As an audio player, the Vibez covers almost all the bases: it supports everything from MP3 and WMA to OGG and FLAC formats, and it's compatible with DRM-protected purchases and subscription downloads.
It has a line-in jack for recording from external devices and a microphone for recording your voice. All input gets saved in uncompressed WAV format.
As noted earlier, FM radio is optional. TrekStor offers an internal tuner ($15) that slips in beneath the battery. While that's a better option than the bulky external tuners available for iPods, we can't help wishing for a built-in tuner rather than one that costs extra.
Plus, in order to install the card, you'll need to pry off the backplate of the player, a rather tricky process. TrekStor also plans to offer a combination FM/video card in 2007, but at press time pricing and details weren't available. At least that option makes a bit more sense, as watching video on such a small screen definitely isn't for everyone.
Right out of the box, the Vibez can display photos, though there's nothing in the manual explaining how to load them on the device, nor is there software included to resize them to better fit the Vibez' 1.5-inch, 176x132-pixel color screen.

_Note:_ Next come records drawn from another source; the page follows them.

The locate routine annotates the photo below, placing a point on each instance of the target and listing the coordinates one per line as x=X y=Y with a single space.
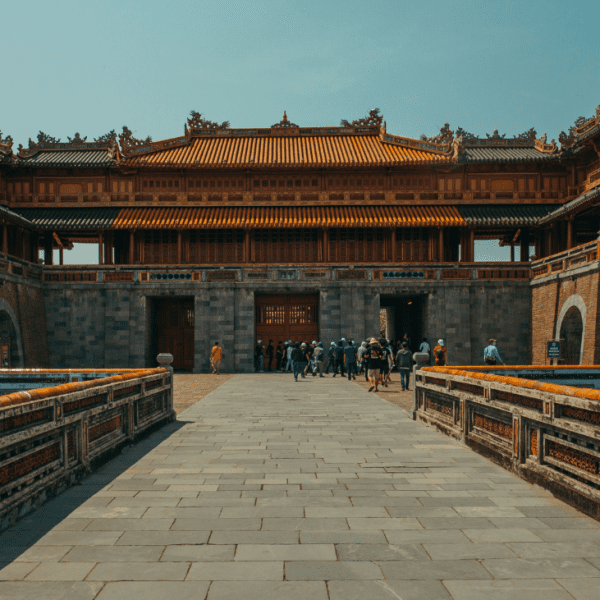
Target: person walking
x=425 y=347
x=259 y=357
x=373 y=355
x=318 y=356
x=490 y=354
x=270 y=354
x=440 y=352
x=279 y=353
x=298 y=360
x=404 y=362
x=350 y=358
x=216 y=355
x=339 y=358
x=289 y=367
x=330 y=359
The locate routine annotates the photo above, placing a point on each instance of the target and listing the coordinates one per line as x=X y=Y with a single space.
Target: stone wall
x=23 y=320
x=550 y=295
x=109 y=324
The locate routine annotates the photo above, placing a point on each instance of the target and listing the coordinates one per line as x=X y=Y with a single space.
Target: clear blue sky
x=91 y=67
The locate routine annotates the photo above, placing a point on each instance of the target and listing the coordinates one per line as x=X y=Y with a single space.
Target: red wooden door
x=176 y=331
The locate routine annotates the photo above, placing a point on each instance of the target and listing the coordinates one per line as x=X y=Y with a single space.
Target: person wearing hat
x=259 y=357
x=373 y=357
x=490 y=354
x=440 y=352
x=330 y=358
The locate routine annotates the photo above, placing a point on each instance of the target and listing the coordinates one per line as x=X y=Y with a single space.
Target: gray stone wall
x=109 y=325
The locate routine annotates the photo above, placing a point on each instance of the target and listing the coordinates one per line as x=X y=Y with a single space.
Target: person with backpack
x=318 y=356
x=440 y=352
x=404 y=362
x=490 y=354
x=339 y=358
x=425 y=347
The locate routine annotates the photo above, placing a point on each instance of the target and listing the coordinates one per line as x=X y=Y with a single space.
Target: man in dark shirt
x=270 y=352
x=279 y=356
x=350 y=360
x=373 y=358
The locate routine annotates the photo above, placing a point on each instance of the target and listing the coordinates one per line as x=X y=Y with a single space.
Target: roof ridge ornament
x=195 y=121
x=284 y=123
x=374 y=118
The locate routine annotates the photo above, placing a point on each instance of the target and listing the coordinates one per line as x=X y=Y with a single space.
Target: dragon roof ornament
x=374 y=119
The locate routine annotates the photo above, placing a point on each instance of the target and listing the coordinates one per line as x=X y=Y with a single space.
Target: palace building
x=293 y=232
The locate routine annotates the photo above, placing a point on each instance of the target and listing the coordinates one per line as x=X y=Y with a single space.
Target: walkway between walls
x=267 y=489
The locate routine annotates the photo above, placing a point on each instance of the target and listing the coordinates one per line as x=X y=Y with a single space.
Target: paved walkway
x=268 y=489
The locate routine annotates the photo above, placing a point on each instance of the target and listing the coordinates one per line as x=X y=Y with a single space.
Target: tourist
x=259 y=357
x=339 y=358
x=384 y=364
x=330 y=359
x=279 y=354
x=372 y=355
x=299 y=360
x=404 y=362
x=350 y=358
x=318 y=356
x=216 y=355
x=490 y=354
x=426 y=348
x=441 y=353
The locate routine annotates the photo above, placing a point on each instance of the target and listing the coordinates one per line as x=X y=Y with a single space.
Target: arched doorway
x=11 y=350
x=571 y=331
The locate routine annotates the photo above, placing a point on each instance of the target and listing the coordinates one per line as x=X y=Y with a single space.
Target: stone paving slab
x=267 y=489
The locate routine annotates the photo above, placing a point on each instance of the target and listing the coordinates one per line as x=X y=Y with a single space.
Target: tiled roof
x=13 y=216
x=571 y=205
x=70 y=158
x=287 y=217
x=505 y=215
x=491 y=154
x=71 y=218
x=297 y=151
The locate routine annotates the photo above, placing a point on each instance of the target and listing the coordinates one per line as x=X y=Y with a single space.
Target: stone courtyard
x=266 y=489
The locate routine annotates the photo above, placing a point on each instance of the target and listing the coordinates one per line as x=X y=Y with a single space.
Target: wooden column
x=247 y=257
x=471 y=237
x=48 y=255
x=100 y=248
x=570 y=233
x=524 y=245
x=131 y=247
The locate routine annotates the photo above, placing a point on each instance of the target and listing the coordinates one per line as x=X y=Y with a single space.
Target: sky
x=90 y=67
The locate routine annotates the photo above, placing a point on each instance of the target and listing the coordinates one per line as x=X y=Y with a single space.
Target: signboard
x=554 y=349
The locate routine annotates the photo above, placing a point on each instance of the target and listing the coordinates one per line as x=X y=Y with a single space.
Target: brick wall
x=548 y=298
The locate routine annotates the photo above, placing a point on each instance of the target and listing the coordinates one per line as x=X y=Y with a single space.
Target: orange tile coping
x=66 y=388
x=553 y=388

Thankfully, we had no trouble viewing the samples we copied to the unit's Media folder. Interestingly, the Vibez can access photos' EXIF data and display it based on camera make, camera model, photo description, or photo date. We know of no other MP3 player that offers similar capabilities, which could prove valuable to serious photographers.

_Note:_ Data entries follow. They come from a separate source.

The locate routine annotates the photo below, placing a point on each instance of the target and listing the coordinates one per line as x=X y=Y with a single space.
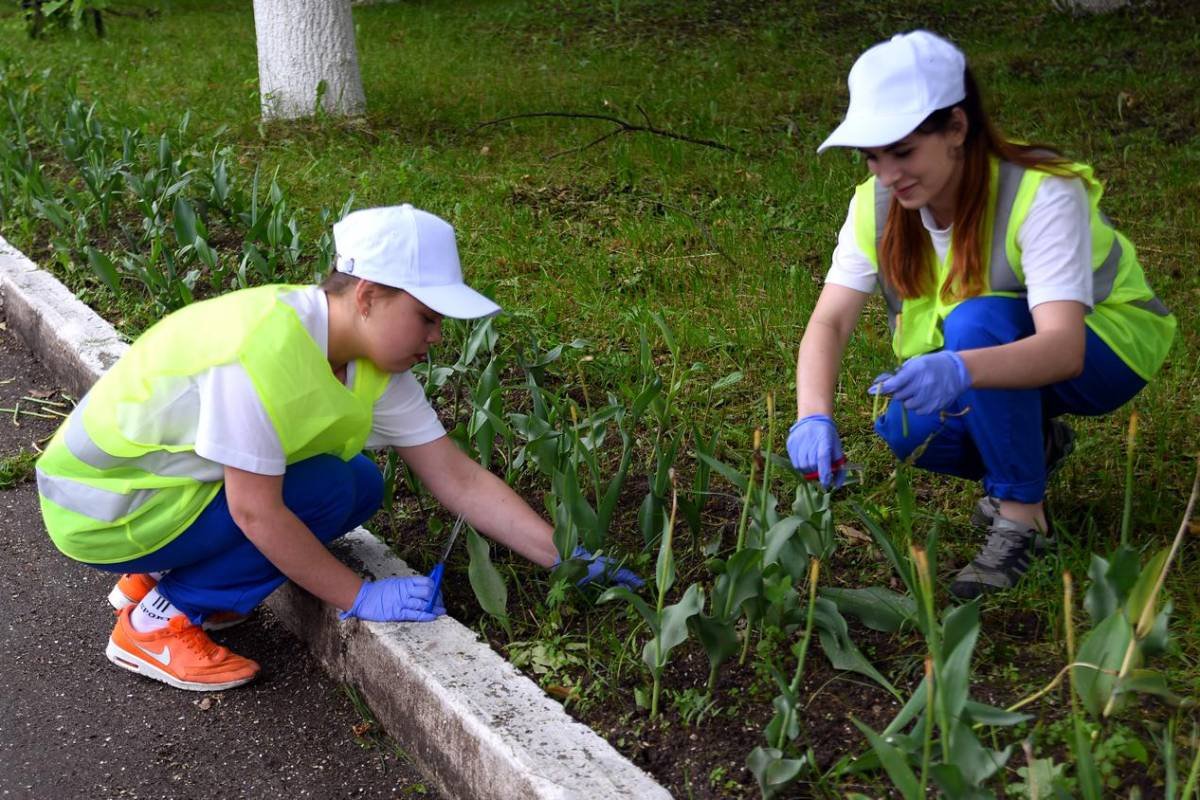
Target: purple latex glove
x=814 y=445
x=604 y=569
x=927 y=383
x=396 y=600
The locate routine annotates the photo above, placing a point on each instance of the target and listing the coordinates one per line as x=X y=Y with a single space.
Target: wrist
x=961 y=367
x=811 y=417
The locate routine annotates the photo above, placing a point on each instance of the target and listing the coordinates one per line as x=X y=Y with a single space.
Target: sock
x=153 y=613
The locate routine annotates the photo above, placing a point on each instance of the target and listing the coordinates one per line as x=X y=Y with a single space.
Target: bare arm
x=256 y=504
x=821 y=348
x=486 y=501
x=1054 y=353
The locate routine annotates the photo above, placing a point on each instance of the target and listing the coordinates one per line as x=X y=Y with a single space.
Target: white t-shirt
x=1055 y=241
x=234 y=429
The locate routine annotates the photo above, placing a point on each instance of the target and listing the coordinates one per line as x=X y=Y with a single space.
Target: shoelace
x=1000 y=545
x=196 y=639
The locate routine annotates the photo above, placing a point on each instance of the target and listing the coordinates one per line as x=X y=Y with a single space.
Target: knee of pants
x=322 y=492
x=987 y=322
x=369 y=489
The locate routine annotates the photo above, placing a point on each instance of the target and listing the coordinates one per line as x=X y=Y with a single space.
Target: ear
x=958 y=127
x=365 y=295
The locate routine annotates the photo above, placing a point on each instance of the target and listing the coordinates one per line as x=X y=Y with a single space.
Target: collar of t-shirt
x=940 y=236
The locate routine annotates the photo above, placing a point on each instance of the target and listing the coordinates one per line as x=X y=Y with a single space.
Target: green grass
x=729 y=246
x=17 y=469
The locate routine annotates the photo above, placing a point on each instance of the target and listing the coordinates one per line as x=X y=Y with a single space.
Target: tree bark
x=305 y=49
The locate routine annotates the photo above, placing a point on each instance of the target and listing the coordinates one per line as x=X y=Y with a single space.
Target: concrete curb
x=475 y=726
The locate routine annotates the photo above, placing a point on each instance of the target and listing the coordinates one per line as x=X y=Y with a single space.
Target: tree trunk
x=305 y=49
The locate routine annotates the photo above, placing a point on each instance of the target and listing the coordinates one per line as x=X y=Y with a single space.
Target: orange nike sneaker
x=131 y=589
x=179 y=654
x=135 y=585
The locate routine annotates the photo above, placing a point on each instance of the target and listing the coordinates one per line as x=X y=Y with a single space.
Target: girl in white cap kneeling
x=222 y=452
x=1011 y=296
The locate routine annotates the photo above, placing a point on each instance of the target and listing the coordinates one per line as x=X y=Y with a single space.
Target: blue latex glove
x=927 y=383
x=814 y=445
x=396 y=600
x=601 y=567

The Vibez is also unusually advanced in the music department. In addition to the usual artist, album, and track library options, it lets you sort your tunes by folder, genre, year, and even composer.
Even better, it offers a robust auto-DJ feature that can queue up songs based on nine options. Choose "Forgotten Gems," for instance, to hear songs that haven't played for anywhere from one day to one year. Choose "New Music" for tracks that were recently transferred to the Vibez and so on. The player also offers a variety of background choices, everything from solid colors to album art to animated visualizations.
Only the album art disappoints: it makes the onscreen text almost unreadable.
TrekStor scores points for its excellent library-navigation system, which relies on alphabetical searching: queue up your songs, albums, artists, or whatever, and the Vibez presents an A-to-Z list controlled by the scroll wheel. As you move from one letter to the next, the library instantly jumps to the corresponding entries.
Once you've hit the desired letter, press the right arrow to shift the focus, then scroll to exactly the selection you want. This makes for exceptionally fast and easy searching, and it beats the iPod's A-to-Z search because it appears by default; you don't have to select search from a menu.
The Vibez comes with a set of Sennheiser earbuds. We thought they sounded fine overall, though perhaps a bit light on the bass response, and not great at maximum volume. But the Vibez itself is beyond reproach: we switched to our baseline pair of Shure E3c earbuds and enjoyed absolutely stellar audio.
No complaints whatsoever. The Vibez's rated 20-hour battery life is also respectable, though a bit shy of the Nano's 24 hours. As for file-transfer performance, we stopwatch-tested a copy of 4GBs worth of MP3s; the process took about 30 minutes or a respectable 2.2MB per second.
In short, there are very few reasons not to choose a TrekStor Vibez over the iPod Nano. It's less expensive, equally stylish (if not more so), and more capable as a music player.
Plus, it offers recording capabilities and optional FM, two features still AWOL on Apple's fruit. The Vibez isn't perfect, but it's a great player for the money.